RDP "CredSSP Encryption Oracle Remediation" Error: The Safe Fix (Not the Risky One)
You try to RDP into a server and get:
“An authentication error has occurred. The function requested is not supported. … This could be due to CredSSP encryption oracle remediation.”
What it actually is: a patch-level mismatch, not a broken server. The CVE-2018-0886 update changed how CredSSP authenticates RDP, and by default a patched client refuses to connect to an unpatched server (or vice-versa). The behaviour is governed by the Encryption Oracle Remediation policy.
Why the popular fix is dangerous: the most-shared “solution” is to set that policy to Vulnerable (registry AllowEncryptionOracle = 2). That does reconnect you — by re-opening the exact remote-code-execution hole CVE-2018-0886 patched, exposing the remote server to attack. Microsoft explicitly warns against it. Use it only as a brief, last-resort stopgap, and undo it immediately.
The correct fix: patch both ends
The real remediation is to install the CredSSP updates on both the client and the server, then leave the policy at its secure default:
- Run Windows Update on both the machine you’re connecting from and the server you’re connecting to (the March 2018 CredSSP update or any later cumulative update).
- Reboot both.
- Reconnect — with both patched, RDP works and stays secure.
On a standalone server you can drive updates from the command line — see managing updates with PSWindowsUpdate.

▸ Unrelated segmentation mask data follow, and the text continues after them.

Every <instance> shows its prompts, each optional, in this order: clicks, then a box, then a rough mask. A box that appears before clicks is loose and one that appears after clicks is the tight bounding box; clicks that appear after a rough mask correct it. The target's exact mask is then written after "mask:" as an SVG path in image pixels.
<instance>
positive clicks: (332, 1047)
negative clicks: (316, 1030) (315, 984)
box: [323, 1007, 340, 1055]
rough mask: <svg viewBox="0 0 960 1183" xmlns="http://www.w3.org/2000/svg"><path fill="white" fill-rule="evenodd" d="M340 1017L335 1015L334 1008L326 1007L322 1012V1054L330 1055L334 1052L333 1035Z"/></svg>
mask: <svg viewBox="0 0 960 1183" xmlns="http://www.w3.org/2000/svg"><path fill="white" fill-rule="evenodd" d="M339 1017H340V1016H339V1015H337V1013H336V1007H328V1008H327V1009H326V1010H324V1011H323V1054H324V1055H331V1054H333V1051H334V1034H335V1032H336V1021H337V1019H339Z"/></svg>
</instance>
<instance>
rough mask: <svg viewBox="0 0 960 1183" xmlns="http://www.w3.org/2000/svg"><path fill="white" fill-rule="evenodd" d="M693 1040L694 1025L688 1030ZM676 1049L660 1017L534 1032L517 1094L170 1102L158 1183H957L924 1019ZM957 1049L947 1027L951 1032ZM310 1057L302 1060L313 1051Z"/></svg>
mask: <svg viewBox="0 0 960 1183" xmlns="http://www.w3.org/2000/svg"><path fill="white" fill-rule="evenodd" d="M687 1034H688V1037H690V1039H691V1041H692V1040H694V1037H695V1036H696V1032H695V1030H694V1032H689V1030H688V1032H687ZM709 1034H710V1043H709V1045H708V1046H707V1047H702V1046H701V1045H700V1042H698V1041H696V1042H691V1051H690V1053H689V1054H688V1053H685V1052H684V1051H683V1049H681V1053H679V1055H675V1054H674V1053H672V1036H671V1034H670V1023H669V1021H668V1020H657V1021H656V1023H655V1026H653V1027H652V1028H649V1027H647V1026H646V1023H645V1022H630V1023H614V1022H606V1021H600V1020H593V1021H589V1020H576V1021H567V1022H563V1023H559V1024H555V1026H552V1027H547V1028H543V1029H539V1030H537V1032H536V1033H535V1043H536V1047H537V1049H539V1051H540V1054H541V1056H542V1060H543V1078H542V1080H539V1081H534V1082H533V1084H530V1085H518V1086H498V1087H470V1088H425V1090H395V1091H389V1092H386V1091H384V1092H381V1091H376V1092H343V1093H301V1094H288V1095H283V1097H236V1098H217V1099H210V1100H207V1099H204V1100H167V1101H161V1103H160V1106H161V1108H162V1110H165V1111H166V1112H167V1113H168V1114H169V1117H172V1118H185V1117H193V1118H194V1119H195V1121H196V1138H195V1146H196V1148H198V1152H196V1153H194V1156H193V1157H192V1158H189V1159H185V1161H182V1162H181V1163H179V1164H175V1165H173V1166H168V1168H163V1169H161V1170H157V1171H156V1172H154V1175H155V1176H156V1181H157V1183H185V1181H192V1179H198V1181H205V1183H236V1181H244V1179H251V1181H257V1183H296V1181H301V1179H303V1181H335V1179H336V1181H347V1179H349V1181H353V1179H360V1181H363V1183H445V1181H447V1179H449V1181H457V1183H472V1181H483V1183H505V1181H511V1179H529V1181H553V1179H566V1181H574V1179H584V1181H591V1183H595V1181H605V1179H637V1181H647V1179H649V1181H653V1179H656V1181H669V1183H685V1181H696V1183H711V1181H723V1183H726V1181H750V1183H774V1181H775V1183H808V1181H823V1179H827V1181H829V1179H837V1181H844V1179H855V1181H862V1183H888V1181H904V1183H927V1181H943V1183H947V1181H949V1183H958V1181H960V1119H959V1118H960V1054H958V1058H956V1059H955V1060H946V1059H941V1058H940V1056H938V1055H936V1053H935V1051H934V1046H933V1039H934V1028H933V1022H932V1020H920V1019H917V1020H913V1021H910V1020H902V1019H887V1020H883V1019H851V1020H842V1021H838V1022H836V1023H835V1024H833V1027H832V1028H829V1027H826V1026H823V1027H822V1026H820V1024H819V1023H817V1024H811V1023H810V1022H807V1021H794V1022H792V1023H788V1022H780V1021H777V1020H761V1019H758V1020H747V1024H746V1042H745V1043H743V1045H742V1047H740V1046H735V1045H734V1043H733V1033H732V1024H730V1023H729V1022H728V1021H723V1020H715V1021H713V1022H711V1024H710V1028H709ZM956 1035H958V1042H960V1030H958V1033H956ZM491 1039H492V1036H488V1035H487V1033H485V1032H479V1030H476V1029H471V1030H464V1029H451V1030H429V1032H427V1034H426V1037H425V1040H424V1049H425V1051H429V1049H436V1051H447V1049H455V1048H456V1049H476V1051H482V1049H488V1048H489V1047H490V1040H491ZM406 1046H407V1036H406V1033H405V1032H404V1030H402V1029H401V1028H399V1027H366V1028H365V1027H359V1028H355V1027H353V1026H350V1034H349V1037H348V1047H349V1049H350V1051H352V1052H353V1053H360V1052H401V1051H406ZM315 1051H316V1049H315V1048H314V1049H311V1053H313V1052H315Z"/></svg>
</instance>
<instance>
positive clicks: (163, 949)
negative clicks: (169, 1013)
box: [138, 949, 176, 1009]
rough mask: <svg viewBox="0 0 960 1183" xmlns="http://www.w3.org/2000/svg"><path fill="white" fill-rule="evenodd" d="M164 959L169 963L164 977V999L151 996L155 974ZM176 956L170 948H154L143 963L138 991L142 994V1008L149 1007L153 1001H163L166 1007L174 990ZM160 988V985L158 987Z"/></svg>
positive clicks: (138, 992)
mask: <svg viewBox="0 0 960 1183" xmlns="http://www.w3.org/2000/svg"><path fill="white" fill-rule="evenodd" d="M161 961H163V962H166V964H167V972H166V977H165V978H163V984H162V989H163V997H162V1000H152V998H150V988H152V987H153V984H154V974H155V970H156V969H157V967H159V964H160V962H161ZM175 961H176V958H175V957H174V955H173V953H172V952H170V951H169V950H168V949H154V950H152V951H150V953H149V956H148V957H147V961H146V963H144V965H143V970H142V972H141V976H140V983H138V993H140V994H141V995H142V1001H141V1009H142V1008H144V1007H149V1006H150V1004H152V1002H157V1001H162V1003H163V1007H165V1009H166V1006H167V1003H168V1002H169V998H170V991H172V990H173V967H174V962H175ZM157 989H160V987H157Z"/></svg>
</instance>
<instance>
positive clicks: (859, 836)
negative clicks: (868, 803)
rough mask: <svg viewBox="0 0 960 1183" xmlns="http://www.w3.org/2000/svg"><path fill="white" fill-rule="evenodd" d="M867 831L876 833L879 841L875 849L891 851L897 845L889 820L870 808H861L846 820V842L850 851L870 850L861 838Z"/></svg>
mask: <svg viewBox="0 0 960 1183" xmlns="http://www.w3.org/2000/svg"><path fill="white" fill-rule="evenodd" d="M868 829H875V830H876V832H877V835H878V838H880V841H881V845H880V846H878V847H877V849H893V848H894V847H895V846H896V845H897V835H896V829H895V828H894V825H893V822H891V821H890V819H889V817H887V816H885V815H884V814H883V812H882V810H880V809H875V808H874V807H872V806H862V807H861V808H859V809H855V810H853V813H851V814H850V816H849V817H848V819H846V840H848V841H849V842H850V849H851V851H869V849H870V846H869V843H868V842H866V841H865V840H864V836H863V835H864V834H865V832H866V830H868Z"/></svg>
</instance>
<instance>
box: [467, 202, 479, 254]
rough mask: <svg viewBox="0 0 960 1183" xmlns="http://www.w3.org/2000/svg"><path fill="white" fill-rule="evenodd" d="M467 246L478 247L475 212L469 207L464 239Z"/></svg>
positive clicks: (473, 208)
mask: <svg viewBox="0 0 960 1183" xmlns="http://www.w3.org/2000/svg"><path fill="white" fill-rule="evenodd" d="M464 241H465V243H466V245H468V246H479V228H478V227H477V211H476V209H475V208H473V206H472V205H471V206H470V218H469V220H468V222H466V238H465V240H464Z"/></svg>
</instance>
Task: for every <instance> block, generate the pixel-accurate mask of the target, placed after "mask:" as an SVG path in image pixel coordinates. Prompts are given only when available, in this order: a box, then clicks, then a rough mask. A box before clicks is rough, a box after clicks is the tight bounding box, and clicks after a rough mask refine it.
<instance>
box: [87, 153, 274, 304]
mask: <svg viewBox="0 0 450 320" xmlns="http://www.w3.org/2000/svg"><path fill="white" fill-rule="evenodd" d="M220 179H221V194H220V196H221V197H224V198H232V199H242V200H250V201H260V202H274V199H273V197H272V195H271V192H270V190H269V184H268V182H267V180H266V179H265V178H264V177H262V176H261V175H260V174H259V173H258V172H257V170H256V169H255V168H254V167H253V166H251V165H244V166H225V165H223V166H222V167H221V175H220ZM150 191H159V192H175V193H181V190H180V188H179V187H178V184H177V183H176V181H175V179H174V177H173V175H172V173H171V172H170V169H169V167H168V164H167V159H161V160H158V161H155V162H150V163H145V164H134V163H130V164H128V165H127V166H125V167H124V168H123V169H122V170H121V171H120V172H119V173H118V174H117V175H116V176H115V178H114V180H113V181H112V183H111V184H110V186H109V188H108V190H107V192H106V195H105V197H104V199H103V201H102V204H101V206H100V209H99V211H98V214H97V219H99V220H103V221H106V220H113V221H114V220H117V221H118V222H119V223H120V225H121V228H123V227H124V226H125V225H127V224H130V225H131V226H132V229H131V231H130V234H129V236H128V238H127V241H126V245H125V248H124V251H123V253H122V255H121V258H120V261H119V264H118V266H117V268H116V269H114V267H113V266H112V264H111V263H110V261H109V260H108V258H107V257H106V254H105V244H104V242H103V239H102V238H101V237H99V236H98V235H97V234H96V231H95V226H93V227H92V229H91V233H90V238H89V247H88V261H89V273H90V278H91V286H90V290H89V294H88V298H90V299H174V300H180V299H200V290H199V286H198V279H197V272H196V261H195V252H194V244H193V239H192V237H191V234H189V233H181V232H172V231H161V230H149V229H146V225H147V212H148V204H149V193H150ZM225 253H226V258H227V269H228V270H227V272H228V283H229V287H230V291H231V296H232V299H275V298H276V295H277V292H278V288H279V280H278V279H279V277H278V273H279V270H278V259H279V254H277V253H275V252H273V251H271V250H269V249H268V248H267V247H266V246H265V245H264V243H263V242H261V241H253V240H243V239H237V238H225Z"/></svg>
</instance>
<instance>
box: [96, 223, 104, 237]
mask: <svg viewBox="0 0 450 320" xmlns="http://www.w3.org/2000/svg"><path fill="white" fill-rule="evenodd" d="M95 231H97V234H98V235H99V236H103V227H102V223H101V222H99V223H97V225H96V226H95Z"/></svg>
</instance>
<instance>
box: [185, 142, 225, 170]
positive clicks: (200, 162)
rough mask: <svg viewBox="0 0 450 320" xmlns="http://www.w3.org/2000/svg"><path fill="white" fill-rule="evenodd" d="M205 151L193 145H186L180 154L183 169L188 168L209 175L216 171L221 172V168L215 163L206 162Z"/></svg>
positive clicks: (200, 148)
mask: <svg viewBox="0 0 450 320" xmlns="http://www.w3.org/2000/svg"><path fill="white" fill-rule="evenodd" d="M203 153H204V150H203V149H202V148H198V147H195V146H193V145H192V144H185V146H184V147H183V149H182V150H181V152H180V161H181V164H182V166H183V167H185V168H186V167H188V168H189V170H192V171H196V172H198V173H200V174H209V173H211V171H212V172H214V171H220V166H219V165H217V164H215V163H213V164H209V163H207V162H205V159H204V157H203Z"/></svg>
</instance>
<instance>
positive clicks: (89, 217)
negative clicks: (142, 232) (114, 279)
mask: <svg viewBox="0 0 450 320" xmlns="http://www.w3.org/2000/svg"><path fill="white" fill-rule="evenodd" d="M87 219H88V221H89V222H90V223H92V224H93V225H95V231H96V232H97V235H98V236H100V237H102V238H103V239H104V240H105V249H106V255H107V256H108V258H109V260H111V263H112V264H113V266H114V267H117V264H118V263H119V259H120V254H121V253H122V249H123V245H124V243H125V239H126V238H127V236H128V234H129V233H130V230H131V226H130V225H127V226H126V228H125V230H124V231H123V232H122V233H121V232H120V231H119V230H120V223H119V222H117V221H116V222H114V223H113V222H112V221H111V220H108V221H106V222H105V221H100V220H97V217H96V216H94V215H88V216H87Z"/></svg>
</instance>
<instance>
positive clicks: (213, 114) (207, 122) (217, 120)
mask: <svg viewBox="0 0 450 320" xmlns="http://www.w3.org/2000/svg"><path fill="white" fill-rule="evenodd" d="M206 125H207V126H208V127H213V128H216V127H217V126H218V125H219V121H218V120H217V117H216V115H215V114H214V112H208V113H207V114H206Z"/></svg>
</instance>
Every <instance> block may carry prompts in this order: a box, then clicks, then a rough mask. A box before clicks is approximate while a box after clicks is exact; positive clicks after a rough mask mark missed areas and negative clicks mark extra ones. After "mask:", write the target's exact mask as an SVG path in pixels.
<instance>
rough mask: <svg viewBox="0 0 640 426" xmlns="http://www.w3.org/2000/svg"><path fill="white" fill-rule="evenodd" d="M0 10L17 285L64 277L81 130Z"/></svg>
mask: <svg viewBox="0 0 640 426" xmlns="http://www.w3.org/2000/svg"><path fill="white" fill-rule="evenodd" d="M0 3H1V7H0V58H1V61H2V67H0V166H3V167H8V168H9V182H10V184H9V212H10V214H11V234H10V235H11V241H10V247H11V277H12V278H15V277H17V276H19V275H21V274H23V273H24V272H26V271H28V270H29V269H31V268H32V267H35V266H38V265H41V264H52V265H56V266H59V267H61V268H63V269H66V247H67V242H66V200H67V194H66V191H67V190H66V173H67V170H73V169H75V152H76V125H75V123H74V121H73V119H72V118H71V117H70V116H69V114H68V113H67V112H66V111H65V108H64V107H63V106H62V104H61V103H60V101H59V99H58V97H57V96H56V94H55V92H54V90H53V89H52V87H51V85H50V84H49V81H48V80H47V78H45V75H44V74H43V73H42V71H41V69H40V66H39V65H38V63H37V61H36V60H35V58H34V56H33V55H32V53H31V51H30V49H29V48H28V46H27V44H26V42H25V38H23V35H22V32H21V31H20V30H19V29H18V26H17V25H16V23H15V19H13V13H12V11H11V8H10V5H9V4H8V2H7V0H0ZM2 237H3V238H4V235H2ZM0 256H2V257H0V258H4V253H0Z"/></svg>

If you can’t patch the far end right now
If the server genuinely can’t be patched yet (legacy box, change-freeze), use the Mitigated setting on the client — not Vulnerable:
- On the client, open
gpedit.msc→ Computer Configuration → Administrative Templates → System → Credentials Delegation → Encryption Oracle Remediation. - Set it to Enabled, Protection Level = Mitigated (registry
AllowEncryptionOracle = 1, Microsoft’s recommended value). gpupdate /force, then reconnect.
Mitigated lets you connect while still refusing the unsafe fallback in most cases; Vulnerable (2) removes the protection entirely. Plan to patch the server and return the policy to its default.
FAQ
Which side do I change — client or server? The error appears on the client, and the policy is set on the client. But the fix is to patch the server (the unpatched end). Changing the client policy only masks the mismatch.
Is “Force Updated Clients” an option? That value (0) is the strictest — both ends must be patched. It’s the right end state once everything’s updated.
I set it to Vulnerable and it worked — am I fine? No. Revert it. You’ve reopened a known RCE vulnerability on the remote server. Patch both ends, then set the policy back to default/Force Updated Clients.